Ich werde dich auf Händen tragen (1958)

Ich werde dich auf Händen tragen ist ein deutsches Filmdrama, das 1958 unter der Regie von Veit Harlan entstand. Der von Gero Wecker produzierte Spielfilm basiert frei auf der Novelle Viola Tricolor von Theodor Storm. Die Uraufführung des in Agfacolor gedrehten Farbfilms erfolgte am 7. November 1958 im Gloria-Palast in Stuttgart.

Der Film steht in keinem inhaltlichen Zusammenhang mit dem gleichnamigen Film von 1943.

Handlung

Die Kirche St. Severin in Keitum auf Sylt diente als Schauplatz für die Hochzeit.

Bei einem Spaziergang in den holsteinischen Dünen hört ein Mann ein Klavierspiel aus dem Fenster eines Hauses klingen. Die Frau am Flügel bittet ihn hinein. Schnell lernen sich die beiden näher kennen. Die Pianistin Ines Thormälen hatte sich nur noch der Musik gewidmet, nachdem sie von ihrem Verlobten verlassen wurde. Der aus Südtirol stammende Antiquitätenhändler Rudolf Asmus lebt mit seiner achtjährigen Tochter Agnes, genannt Nesi, in einem Haus in Fiesole bei Florenz. Seit dem Tod seiner Frau Maria, ebenfalls eine Pianistin, ist das Mädchen zum Inhalt seines Lebens geworden.

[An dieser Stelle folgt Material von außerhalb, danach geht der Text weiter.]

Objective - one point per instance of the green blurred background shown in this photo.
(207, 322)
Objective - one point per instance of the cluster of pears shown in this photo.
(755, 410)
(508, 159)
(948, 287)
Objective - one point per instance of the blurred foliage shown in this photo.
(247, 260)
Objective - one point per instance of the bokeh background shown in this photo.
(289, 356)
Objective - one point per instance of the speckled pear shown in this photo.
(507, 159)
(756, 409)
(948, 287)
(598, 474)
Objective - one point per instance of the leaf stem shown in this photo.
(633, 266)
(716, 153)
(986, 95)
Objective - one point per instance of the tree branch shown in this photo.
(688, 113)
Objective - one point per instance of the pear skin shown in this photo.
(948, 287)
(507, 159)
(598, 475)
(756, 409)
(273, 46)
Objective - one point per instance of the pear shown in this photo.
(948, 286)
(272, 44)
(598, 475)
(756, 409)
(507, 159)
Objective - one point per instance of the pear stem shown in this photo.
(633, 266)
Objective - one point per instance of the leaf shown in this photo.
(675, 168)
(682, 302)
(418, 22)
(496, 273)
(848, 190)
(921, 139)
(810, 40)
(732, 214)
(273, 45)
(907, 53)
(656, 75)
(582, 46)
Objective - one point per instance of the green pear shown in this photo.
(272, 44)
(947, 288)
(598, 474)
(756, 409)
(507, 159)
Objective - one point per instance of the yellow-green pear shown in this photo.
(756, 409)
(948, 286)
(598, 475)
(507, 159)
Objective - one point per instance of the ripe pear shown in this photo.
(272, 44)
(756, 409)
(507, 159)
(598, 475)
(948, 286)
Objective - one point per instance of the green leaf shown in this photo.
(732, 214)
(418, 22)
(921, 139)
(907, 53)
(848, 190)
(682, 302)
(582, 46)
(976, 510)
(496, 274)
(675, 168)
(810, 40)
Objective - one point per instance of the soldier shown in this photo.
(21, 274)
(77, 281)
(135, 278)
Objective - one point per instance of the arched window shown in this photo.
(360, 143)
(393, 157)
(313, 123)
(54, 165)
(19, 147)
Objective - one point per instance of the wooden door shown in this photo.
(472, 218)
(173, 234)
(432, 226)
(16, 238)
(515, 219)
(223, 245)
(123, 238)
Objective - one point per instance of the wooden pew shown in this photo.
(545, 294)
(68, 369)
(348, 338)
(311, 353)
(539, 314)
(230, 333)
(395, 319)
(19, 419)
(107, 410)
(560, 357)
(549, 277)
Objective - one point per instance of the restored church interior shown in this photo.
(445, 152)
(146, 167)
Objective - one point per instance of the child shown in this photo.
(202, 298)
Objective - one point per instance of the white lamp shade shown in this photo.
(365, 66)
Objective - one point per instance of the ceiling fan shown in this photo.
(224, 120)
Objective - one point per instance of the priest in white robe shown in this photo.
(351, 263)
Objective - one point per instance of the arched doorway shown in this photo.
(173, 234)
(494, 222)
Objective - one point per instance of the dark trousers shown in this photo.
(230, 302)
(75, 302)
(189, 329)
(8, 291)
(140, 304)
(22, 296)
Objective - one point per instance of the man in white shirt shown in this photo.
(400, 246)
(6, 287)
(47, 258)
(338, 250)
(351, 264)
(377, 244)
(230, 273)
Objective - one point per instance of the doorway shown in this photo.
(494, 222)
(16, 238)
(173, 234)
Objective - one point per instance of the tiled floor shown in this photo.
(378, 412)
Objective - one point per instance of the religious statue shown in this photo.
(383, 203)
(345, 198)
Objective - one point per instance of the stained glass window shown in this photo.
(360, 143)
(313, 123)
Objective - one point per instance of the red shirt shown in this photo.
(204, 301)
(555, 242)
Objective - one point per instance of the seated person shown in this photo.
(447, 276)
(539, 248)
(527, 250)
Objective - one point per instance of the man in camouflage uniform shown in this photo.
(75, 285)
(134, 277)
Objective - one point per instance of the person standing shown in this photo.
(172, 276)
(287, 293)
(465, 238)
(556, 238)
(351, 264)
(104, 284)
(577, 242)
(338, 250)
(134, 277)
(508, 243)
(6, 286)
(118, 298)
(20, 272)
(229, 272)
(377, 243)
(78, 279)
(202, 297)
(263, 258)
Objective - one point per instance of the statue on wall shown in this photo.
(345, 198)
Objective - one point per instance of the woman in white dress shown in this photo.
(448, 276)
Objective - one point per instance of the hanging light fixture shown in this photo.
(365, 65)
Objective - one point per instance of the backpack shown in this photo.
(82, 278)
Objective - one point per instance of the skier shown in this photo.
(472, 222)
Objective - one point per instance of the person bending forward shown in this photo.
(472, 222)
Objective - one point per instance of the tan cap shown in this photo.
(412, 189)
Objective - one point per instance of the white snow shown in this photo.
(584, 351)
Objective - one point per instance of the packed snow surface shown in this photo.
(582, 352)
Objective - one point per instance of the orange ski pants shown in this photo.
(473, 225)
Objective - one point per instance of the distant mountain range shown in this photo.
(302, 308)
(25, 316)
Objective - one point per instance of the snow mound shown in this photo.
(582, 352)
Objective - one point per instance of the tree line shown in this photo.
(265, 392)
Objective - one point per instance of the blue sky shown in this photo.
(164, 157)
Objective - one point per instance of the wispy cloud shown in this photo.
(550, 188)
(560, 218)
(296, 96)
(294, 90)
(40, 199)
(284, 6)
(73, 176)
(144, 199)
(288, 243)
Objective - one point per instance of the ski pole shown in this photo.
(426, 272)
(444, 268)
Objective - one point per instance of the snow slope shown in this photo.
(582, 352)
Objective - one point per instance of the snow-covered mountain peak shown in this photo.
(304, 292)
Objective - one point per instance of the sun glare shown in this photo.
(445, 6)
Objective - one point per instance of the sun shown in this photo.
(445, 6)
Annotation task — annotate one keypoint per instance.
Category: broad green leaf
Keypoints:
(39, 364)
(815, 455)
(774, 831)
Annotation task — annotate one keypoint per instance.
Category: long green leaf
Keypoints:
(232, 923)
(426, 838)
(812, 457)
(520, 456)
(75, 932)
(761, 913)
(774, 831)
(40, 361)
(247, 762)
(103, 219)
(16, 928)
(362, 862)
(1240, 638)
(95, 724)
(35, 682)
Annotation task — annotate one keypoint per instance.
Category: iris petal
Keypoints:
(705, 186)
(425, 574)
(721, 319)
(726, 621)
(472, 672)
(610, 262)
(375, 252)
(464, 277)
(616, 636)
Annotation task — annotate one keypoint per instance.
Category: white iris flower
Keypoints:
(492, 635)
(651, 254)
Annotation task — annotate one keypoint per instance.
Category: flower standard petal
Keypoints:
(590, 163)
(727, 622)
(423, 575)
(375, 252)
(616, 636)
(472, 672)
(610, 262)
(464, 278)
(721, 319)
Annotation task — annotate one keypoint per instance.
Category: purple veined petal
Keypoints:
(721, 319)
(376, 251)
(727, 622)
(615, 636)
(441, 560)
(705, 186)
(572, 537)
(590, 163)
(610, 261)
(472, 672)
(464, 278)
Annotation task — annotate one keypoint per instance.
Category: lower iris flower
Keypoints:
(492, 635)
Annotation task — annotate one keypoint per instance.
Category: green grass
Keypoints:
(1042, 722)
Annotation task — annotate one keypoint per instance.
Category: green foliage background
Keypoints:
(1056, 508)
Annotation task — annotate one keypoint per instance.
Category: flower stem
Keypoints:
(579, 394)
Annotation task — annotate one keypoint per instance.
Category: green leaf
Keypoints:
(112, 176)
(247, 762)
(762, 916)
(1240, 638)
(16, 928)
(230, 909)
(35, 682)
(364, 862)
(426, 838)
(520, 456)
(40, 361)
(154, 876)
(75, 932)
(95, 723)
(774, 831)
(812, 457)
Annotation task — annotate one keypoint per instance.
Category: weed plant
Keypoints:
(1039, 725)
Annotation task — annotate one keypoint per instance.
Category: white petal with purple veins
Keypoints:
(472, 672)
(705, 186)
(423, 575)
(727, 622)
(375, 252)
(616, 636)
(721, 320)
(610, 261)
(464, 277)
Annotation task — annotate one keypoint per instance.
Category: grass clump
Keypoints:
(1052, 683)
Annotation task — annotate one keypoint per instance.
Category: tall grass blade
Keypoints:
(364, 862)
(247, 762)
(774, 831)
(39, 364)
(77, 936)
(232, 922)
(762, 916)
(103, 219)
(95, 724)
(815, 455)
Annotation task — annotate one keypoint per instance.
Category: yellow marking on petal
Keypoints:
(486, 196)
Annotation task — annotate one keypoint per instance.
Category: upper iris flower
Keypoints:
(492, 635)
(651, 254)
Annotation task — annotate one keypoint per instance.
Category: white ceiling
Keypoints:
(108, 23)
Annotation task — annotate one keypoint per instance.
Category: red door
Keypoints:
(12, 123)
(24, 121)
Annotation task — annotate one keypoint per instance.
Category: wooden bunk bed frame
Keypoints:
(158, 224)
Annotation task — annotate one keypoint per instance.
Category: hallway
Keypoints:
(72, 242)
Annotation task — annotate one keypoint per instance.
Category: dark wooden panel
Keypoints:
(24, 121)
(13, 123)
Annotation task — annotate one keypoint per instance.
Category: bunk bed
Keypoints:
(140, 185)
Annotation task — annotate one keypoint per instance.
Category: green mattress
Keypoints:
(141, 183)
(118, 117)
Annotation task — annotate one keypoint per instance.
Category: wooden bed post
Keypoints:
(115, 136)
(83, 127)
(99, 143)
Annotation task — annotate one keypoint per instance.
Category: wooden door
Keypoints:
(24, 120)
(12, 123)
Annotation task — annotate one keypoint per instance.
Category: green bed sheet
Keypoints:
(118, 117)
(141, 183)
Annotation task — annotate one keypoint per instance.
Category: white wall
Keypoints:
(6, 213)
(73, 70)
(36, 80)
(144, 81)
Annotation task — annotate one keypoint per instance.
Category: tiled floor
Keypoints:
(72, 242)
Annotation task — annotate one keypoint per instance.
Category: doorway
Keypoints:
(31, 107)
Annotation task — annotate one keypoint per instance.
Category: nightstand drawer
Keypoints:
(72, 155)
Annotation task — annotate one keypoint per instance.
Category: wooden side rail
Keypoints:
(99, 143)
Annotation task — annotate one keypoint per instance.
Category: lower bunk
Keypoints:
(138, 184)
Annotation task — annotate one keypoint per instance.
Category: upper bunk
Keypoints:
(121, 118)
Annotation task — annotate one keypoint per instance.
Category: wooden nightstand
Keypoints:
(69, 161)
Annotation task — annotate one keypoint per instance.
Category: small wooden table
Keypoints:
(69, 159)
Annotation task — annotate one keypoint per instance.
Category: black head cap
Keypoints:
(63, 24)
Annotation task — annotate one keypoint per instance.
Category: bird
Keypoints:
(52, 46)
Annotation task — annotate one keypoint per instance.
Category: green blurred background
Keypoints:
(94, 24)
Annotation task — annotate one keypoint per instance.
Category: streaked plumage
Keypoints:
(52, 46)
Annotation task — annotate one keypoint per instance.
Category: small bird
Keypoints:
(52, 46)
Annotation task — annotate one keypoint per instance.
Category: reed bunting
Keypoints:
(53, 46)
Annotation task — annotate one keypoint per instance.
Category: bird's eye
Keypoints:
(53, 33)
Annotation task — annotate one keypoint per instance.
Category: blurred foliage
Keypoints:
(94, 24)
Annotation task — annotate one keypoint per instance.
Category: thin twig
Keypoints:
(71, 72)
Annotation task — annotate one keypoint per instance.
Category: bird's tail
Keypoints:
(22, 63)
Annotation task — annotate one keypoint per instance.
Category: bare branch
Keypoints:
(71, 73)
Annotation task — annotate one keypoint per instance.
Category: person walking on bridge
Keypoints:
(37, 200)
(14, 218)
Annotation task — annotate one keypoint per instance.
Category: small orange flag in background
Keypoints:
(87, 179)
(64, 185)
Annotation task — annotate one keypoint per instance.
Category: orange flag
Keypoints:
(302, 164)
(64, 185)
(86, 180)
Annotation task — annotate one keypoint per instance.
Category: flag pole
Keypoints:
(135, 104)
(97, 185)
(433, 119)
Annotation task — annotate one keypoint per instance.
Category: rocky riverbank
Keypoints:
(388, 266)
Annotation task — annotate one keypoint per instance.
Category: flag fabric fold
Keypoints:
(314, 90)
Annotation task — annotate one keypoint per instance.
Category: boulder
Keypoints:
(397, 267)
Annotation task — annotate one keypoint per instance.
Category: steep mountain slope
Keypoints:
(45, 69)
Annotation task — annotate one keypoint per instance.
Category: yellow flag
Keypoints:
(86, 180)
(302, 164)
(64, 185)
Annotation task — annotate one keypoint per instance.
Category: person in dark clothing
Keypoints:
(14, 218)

Bald beschließen Ines und Rudolf zu heiraten.

Ines zieht zu Rudolf nach Italien. Schon die Ankunft des Paares wird von Nesi argwöhnisch beobachtet. Nesi, die von der Kinderfrau Anne zu abgöttischer Liebe zur verstorbenen Mutter erzogen wurde, reagiert zunehmend eifersüchtig und störrisch. Als Ines einen verwilderten Teil des Gartens und einen abgesperrten Pavillon entdeckt, behauptet das kleine Mädchen, dass nachts vom dortigen Flügel noch immer das Klavierspiel der Mutter ertönt. Auch Anne ist von der neuen Frau an Rudolfs Seite alles andere als angetan.

In einer zentralen Szene des Films legte Kristina Söderbaum Blumen unter eines der Tondi am Ospedale degli Innocenti in Florenz.

Rudolf versucht, alles für Ines zu tun. Er schenkt ihr ein Auto, das sie sogleich mit Rudolfs väterlichem Freund Dr. Compagnuolo ausprobiert. Auch das italienische Hausmädchen Pia und der kauzige Chauffeur Georg aus Berlin sorgen für einige fröhliche Momente. Aber schon bald schlägt Ines der Hass von Nesi und Anne regelrecht entgegen. Das Mädchen versteckt den Schlüssel des Flügels, um zu verhindern, dass Ines weiterhin darauf spielt. Anne, die das weiß, stellt sich schützend vor das Kind. Ines stellt Rudolf über das Verhalten seiner Tochter zur Rede. Nach einer weiteren Konfrontation gibt Dr. Compagnuolo seinem Freund den Rat, Anne zu entlassen, was dieser jedoch ablehnt. Unterdessen fährt Ines nach Florenz, wo sie in der Hoffnung bald ein Kind zu bekommen, vor dem Ospedale degli Innocenti Blumen niederlegt.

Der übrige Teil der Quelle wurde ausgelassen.